Le voisement existe aussi. C'est ce qui se passe dans le français banque de données. Ce groupe de mots, en tempo rapide, n'est en effet pas prononcé [bɑ̃kdədone] ni [bɑ̃k tədone], mais [bɑ̃gdədone]. L'environnement pour le sandhi est créé par le contact en bordure de mots de la consonne [k] (non voisée) et de la consonne [d](voisée). En français, ça peut être la consonne voisée [d] qui contamine la non-voisée [k] vers la gauche.

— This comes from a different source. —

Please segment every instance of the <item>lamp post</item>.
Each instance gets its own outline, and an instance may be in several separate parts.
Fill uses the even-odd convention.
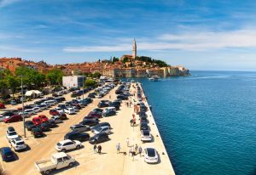
[[[83,72],[83,101],[84,101],[84,74]]]
[[[23,129],[24,129],[24,137],[26,138],[25,116],[24,116],[23,76],[21,76],[21,98],[22,98]]]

  • une banque de données, [bɑ̃gdədone]
  • un bloc-notes, [ɛ̃blɔgnɔt]
  • cette nana, [sɛdnana]
  • une grosse machine, [yngrozmaʃin]

Un sandhi à la bretonne comme décrit ci-dessus aurait vraisemblablement donné [bɑ̃ktədone]!


Terminologie

Jules Gros parle d'"euphonie".

 Gros (1970:35)
 EUPHONIE
 "Le trégorrois parlé exige qu'une consonne forte [dévoisée] soit suivie d'une consonne forte et qu'une consonne douce [voisée] ou une voyelle soit suivie d'une consonne douce. 
 Il refuse de prononcer: evit-ze ou: an dra-se. 
 Il prononce toujours evit-se et an dra-ze.
 
 Ce principe agit sur les mutations. Il s'oppose à la mutation adoucissante K, P ou T après un nom féminin terminé par une consonne dure, c'est-à-dire en fait n'importe quelle consonne excepté l, m, n, r. Ainsi le trégorrois parlé dit:
 
 eur plah koant
 ar verh-kaer
 ma mamm-gozh kêz
 eur votez koad
 eur gazeg tort, etc.
 
 Ce besoin d'euphonie fait aussi que les consonnes initiales douces [voisées] sont renforcées, quel que soit le genre du nom, quand elles suivent une consonne dure [dévoisée].
 
 eur goz tor
 bep ploaz
 ped kwech
 eiz kwenneg
 ar pemp kouli
 an hent praz
 ma breh teou


Bibliographie

  • Gros, Jules 1970. TBP.I Le trésor du breton parlé I. Le langage figuré, chapitre II.
  • Le Dû, J. 1986. 'A sandhi survey of the Breton language', H. Anderson (ed.), Sandhi Phenomena in the Languages of Europe, Mouton de Gruyter, Berlin.
  • Le Ruyet, Jean-Claude. 2009. Komz, liamm ha norm : kelenn ar brezhoneg : prezantet e stern peder reolenn-sanañ ewid brezhoneg ar skolioù, thèse, université Rennes II. texte

horizons comparatifs

  • Henning Andersen (éd.). 1986. Sandhi phenomena in the languages of Europe, Berlin, New York & Amsterdam: Mouton de Gruyter.